In this case we simply extend the PG gem API to return a copy of the results provided by libpq that allocates significantly less Ruby objects. Then once we have the copy we can clear the result we get from libpq.
For example:
r = pg.exec('select * from table')
rs = r.result_set
r.clear
# at this point only 2 RVALUEs are allocated.
# the new ResultSet object has internal c level storage
# pointing at an array of strings, and an API for access where it defer creates
# objects
row = rs[1]
### ResultSetRow is allocated, it also only allocates 1 RVALUE
row["abc"] # allocates a new RVALUE or returns a cached internal instance
row[1] # same
rs.get(1,100) # same as above
Advantages
-
This drops in to ActiveRecord and other ORMs as the best practice for grabbing data if #clear is not guaranteed
-
Reasonably efficient, only allocates a very minimal number of Ruby objects
-
We can start using this very soon
Disadvantages
- We are forced to make memory copies of results returned via PG, this has a non zero cost (I suspect it is not too high though compared to 1000s of Ruby objects that need to be garbage collected with
#values
calls)
Build tooling to detect this problem in production apps! It would be amazing if when we saw a Ruby app that is bloated in memory we could run a simple diagnostic on it to figure out where the bloat is coming from.
-
Is the bloat there due to glibc arenas?
-
Is the bloat there cause Ruby is not aware of a bunch of allocated memory?
-
Is the bloat there due to a simple managed leak, eg: an ever growing array?
It is a hard problem to solve though. jemalloc does provide a lot of internal diagnostics, so we could look at the delta between what jemalloc has allocated and what Ruby knows about!
Advantages
- Would increase visibility of this problem and the family of related problems and allow us to alert various gem authors if they are impacted by it.
Disadvantages
- Hard to build and may require a custom startup.
What we are doing?
I have invested many hours investigating these issues. Discourse is actively investing in improving the memory story in Ruby. Together with Shopify and Appfolio we are sponsoring Eric Wong to experiment and improve Ruby for the next few months.

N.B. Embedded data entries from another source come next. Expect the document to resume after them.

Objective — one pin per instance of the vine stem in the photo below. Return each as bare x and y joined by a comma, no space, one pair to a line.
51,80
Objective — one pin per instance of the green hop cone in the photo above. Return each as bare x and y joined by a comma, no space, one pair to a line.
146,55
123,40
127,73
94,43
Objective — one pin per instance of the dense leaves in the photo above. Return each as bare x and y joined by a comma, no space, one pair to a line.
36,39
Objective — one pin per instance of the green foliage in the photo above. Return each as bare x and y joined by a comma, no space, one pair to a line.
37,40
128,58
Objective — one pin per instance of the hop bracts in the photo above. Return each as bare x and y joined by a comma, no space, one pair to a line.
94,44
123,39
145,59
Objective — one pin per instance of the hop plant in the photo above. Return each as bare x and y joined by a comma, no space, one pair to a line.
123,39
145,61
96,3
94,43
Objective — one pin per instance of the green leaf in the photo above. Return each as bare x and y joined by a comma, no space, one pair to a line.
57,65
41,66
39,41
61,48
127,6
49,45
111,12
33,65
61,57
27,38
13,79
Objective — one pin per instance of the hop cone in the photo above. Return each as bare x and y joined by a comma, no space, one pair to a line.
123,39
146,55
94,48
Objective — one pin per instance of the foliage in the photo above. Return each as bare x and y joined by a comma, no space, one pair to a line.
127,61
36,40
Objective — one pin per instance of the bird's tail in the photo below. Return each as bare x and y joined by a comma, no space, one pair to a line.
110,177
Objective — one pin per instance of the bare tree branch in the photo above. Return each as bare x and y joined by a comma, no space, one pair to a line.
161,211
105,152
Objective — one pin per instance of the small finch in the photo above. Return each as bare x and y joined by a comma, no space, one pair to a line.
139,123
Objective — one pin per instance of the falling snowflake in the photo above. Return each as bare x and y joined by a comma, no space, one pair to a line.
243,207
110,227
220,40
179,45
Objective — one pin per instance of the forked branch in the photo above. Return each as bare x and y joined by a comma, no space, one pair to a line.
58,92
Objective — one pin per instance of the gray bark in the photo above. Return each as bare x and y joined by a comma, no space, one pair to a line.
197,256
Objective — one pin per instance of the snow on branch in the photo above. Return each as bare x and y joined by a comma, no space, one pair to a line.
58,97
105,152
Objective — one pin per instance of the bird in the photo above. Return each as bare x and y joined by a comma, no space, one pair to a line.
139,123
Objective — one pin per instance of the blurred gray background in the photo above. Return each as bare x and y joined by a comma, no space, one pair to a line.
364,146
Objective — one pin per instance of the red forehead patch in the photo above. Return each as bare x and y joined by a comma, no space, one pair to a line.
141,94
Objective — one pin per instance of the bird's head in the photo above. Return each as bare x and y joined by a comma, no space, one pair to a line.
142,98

Discourse are also looking to throw more dollars behind a project to heavily improve Active Record for the 6.0 release which I plan to blog about soon. We also plan to extract, improve, formalize and share our built in raw SQL helpers.
I hope you found this helpful and as always, enjoy!

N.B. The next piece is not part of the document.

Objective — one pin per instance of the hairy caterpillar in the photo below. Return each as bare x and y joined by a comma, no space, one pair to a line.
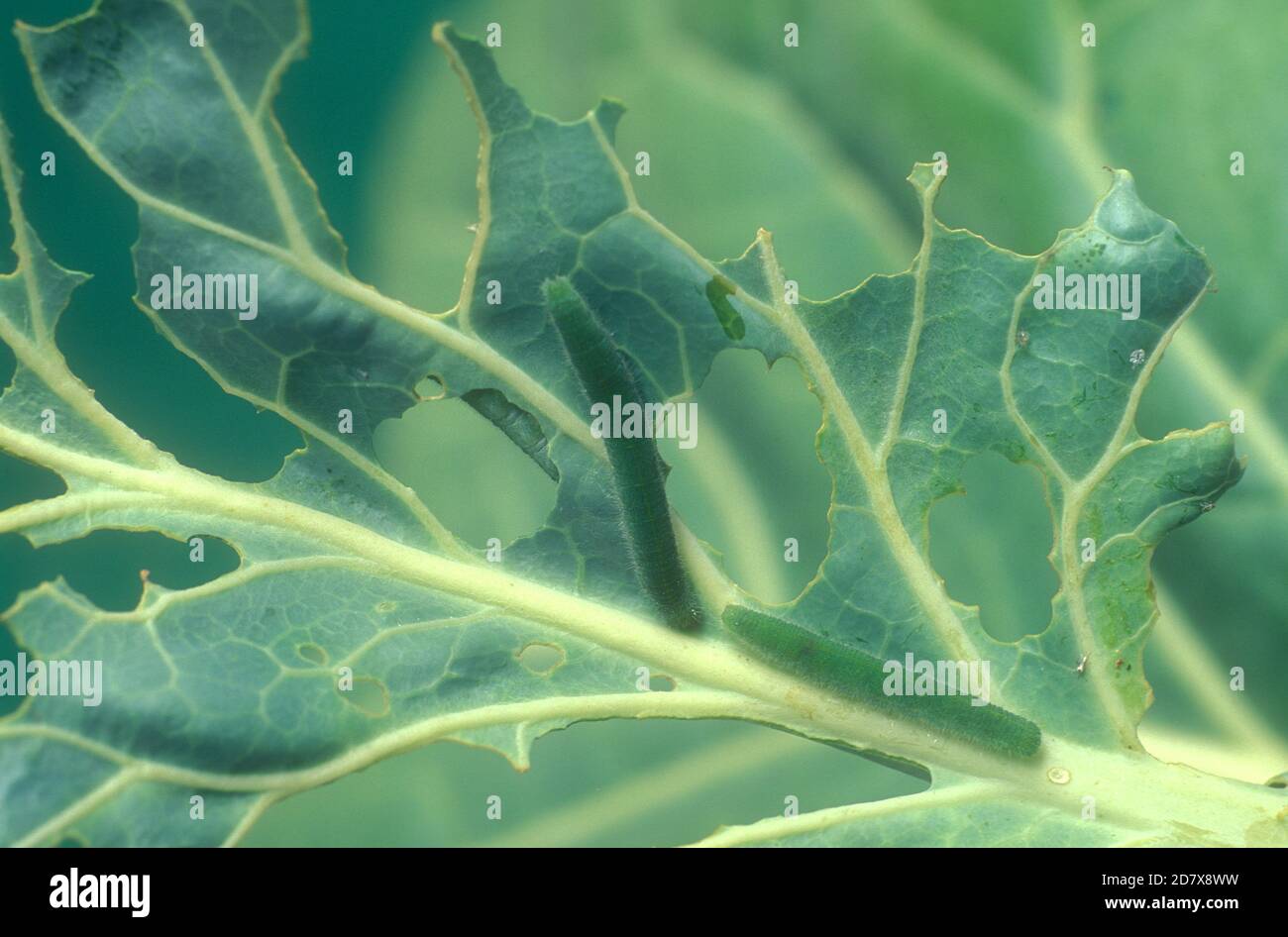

I think Active Record 6 were also aiming to have Multi-DB by default. Making scaling easy. If it also gain some speed boost it will be a huge win. I think right now Active Record is what causes most of the performance problems.

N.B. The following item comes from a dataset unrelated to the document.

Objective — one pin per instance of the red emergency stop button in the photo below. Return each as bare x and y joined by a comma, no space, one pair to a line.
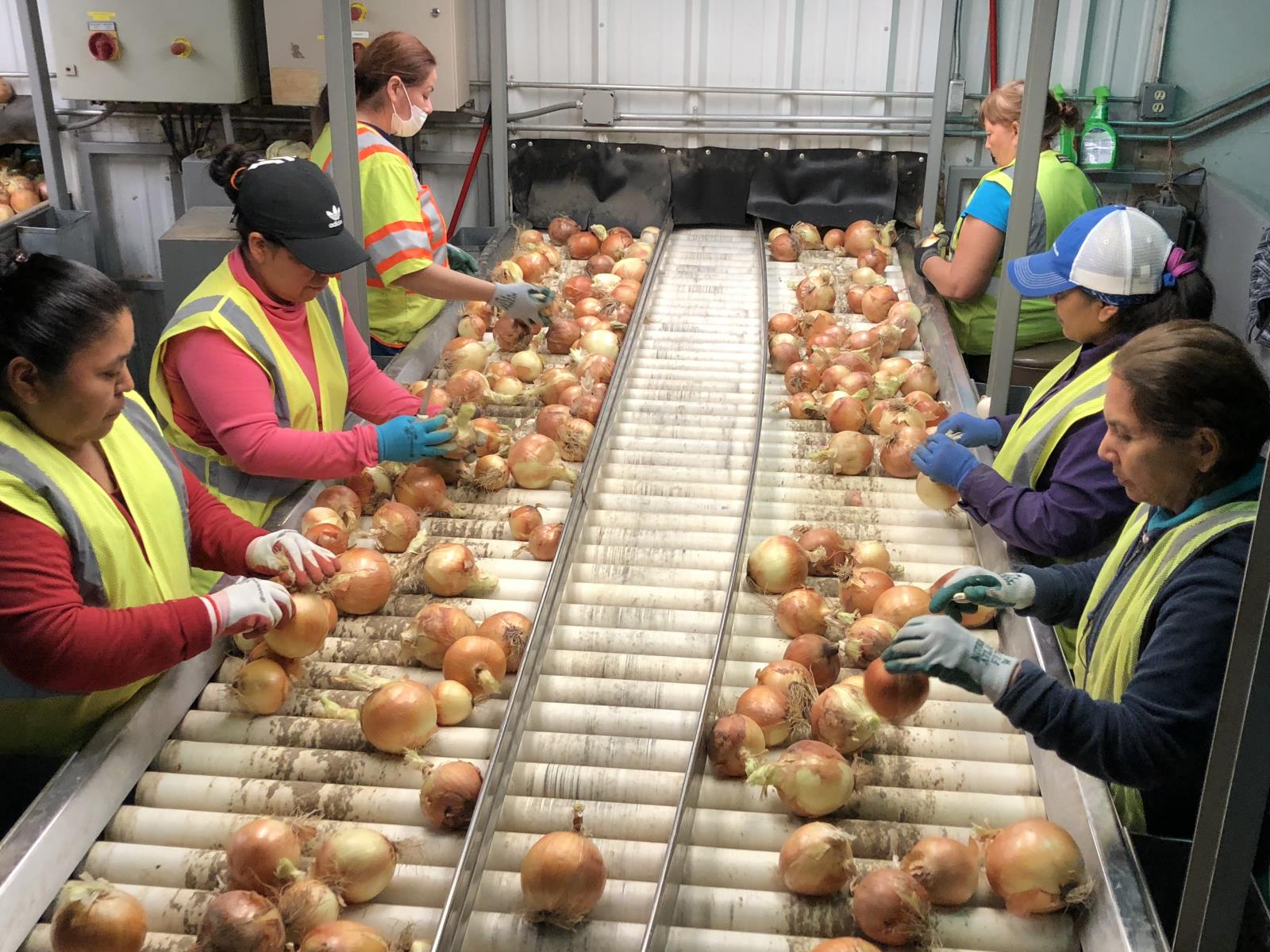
103,46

Using Fortune Cookies, which is the closest to real world workload, assuming only Full Stack frameworks and Full stack ORM, we can see the bottom and top has a 40x difference. If we only look at Play 2, which I think is closer to Rails, we still have roughly 10x difference. Not saying Active Record will ever achieve that, but there seems to be lots of room for improvement.
I am sure a lot of people, companies will also be willing to throw in some money for a heavily improved Active Record.